Ce serait ainsi sa grand-mère qui dans sa famille aurait payé pour les autres car, selon certaines certitudes, le désordre doit s'emparer d'un des membres pour que les autres soient préservés.
La narration, à grands coups de retours sur le passé, couvre la vie d'une famille sarde sur trois générations depuis la seconde guerre mondiale.

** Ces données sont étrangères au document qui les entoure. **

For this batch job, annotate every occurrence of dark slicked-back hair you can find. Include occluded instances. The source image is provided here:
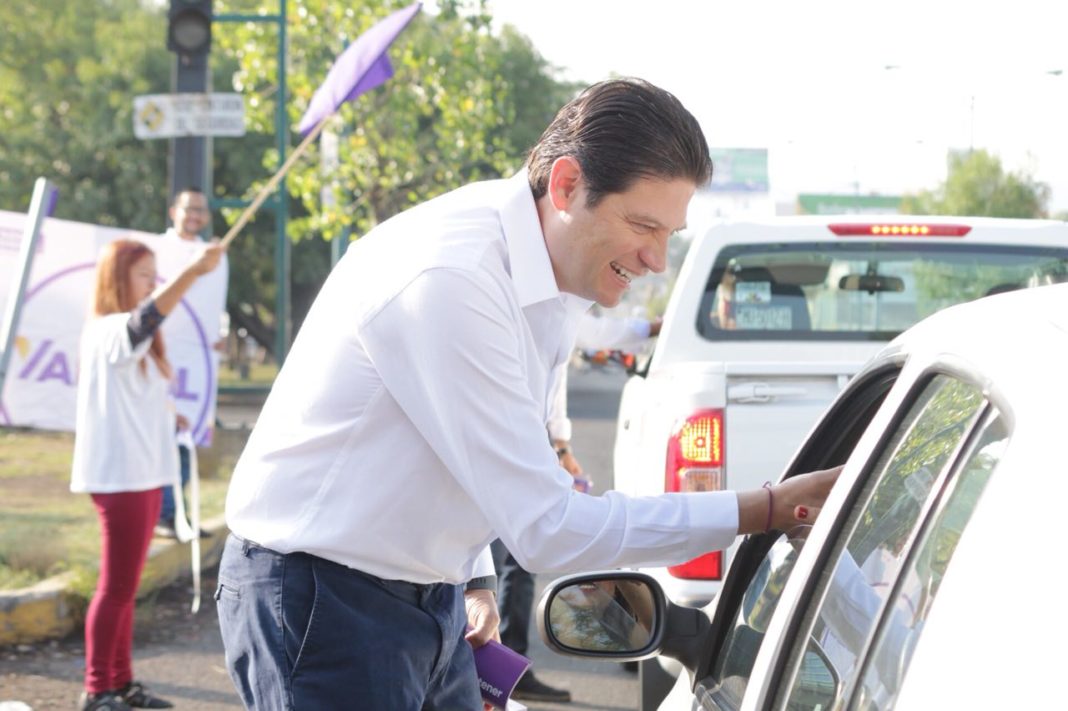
[527,78,712,207]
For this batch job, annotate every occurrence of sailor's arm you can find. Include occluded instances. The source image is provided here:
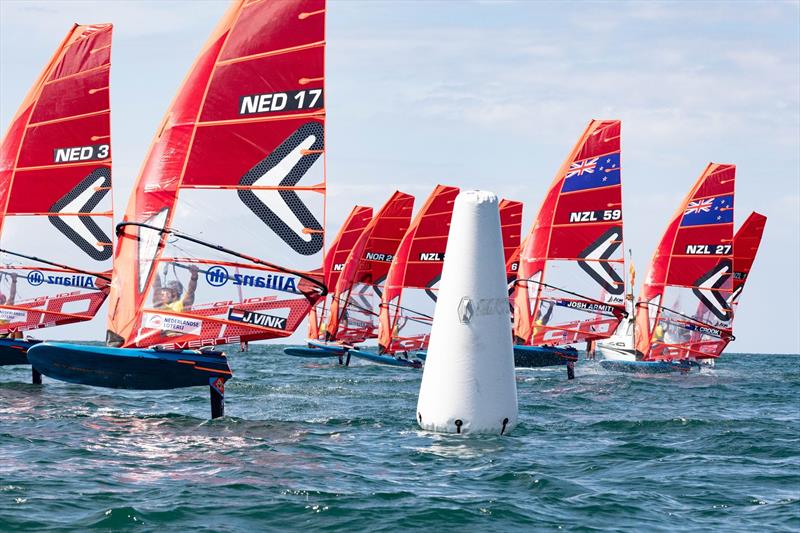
[183,265,199,307]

Avec son mal de pierres (qui désigne les calculs rénaux), la personnalité « atypique » de la grand-mère conduit son entourage à considérer qu'elle doit venir de la Lune car ses aspirations, ses comportements se distinguent un tant soit peu du commun des habitants de l'île. Mariée contre son gré, elle a vécu toute sa vie de couple sans amour aux côtés d'un mari à qui elle consacrait toutefois des moments de sexe exaltés, histoire de lui faire économiser un peu de ce qu'il dépensait chez les prostituées. Cependant, dans cette vie de vide affectif, elle fit la rencontre du Rescapé avec lequel elle découvrit de réels émois amoureux qui agrémentèrent ses souvenirs tout au long du reste de sa vie.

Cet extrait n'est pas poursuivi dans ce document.